Purpose of reward within a performance management process

Giving rewards is of crucial importance to employees in an organization. Rewarding employees is one way of appreciating their efforts and improving their morale at work. In other words, rewards are given to employees in order to motivate them. Recognizing employees’ efforts or contribution to the organization enhances employee motivation. This improves their performance. Rewards can help an organization retain key personnel. This is because employees who feel appreciated are more likely to be satisfied with their jobs. Rewarding employees also helps the organization to improve its image especially among prospective employees. Employers prefer to work for organizations that recognize the efforts of their employees. Thus in order for a company to attract highly qualified personnel, it must have a good employee relations record. The organization can also use rewards to encourage employees to gain new skills or knowledge that is important to the growth of the organization.

Components of a total reward system

A total reward system comprise of both intrinsic as well as extrinsic rewards (Armstrong, 2007). A total reward system should offer both financial and non-financial incentives to employees. The following are the three components:

The work experience – a total reward system should strive to create a positive workplace for the employees. For instance, providing recognition plans can be a good way of creating a positive work experience. Good leadership strategies can also enhance positive work experience. Leaders should treat employees with dignity and respect.

Learning and development – this is another important non-financial component of a total reward system. The organization should provide training and development opportunities to all employees. In-job-training can provide opportunities for the management to improve employee’s knowledge. Employees should also be free to increase their academic knowledge. They should also be provided with promotion opportunities.

Total pay – this includes the employee benefits and the contingent pay.
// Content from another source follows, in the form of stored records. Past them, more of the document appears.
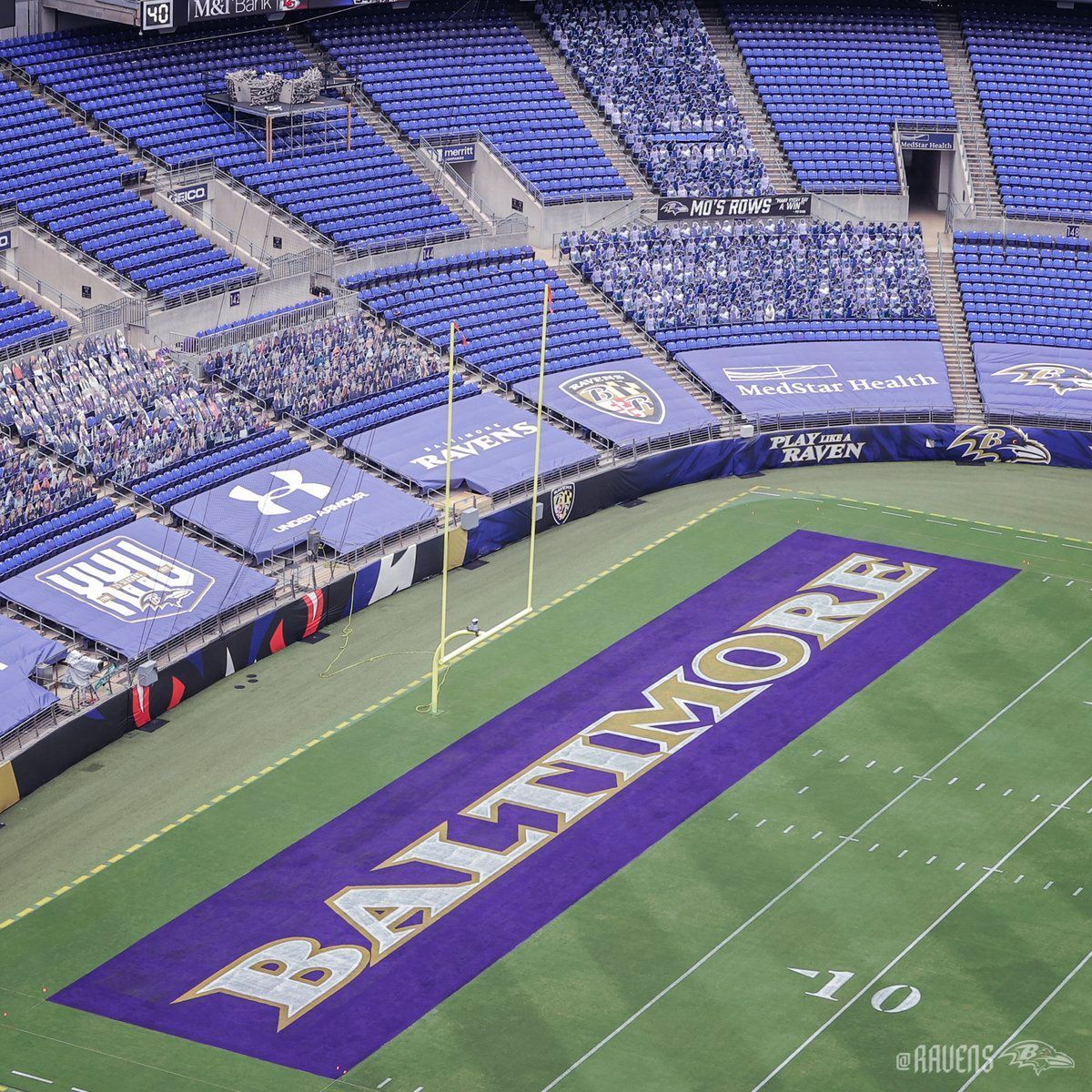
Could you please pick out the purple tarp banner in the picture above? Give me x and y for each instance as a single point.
(135, 588)
(331, 948)
(492, 447)
(820, 377)
(1036, 379)
(272, 511)
(636, 401)
(21, 651)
The organization should provide compensation based on level of education and responsibilities given. The employee should also be provided with additional benefits and compensation plans.



Armstrong, M. (2007). A handbook of employee reward management and practice. Philadelphia:             Kogan Page.

Beck, R. C. (2004). Motivation: Theories and principles. Upper Saddle River, N.J: Pearson Education.

O’Leary, M. (2004). Measuring disaster preparedness: A practical guide to indicator development            and application. Lincoln, NE: iUniverse, Inc.

Pulakos, E. D., & Wiley InterScience (Online service). (2009). Performance management: A new             approach for driving business results. Chichester, West Susssex, U.K: Wiley-Blackwell.